OECD: Israeli growth to exceed average rate
11/12/2012 00:29
Israel’s GDP expected to grow at an average annual rate of 2.6 percent between now and 2060, compared with 2% among developed countries.
New Israeli Shekels Photo: Courtesy
Israel’s gross domestic product is expected to grow at an average annual rate of
2.6 percent between now and the year 2060, compared with 2% among all developed
countries, according to the Organization for Economic Cooperation and
Development (OECD).
In its report “Looking to 2060: Long-term global
growth prospects,” the OECD predicted that the American economy will expand by
an annual rate of 2.1% in the next 50 years, while India’s will grow by 5.1%,
China’s by 4.1% and Brazil’s by 2.8%.
The report predicted that Israel
will experience economic growth of 2.7% from 2011-30, slowing to 2.6% in
2030-60. Economic growth reached an average rate of 3.7% from
1995-2011.
GDP per capita, which rose 1.5% annually from 1995-2011, is
predicted to grow at 1.3% from 2011-30 and 1.6% from 2030-60.
Israel did
not feature prominently in the report, which focused on the shift in growth from
developed countries to emerging countries. But it was singled out as one of four
OECD member states that would benefit most from potential structural reforms,
along with South Korea, Italy and Belgium.
The OECD conducted a
simulation in which all its members conducted deep labor-market reforms, while
imagining that the average duration of individual active life converged toward
the standard set by Switzerland. It concluded that participation would increase
on average by 2.7 percentage points to 62% in 2060, rising most markedly in
Italy (+13%), Korea (+9%) and Israel (+8%).

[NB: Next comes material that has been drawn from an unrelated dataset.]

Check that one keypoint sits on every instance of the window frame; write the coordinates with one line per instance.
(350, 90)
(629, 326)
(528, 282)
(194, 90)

On the other hand, the report
predicted that Israel would be one of six OECD countries to suffer a fall of at
least eight percentage points in private saving rates by 2060. It concluded that
demographic developments, combining the effect of changes in old-age and youth
dependency with life expectancy, should reduce the private saving rate of the
median OECD country by about five points.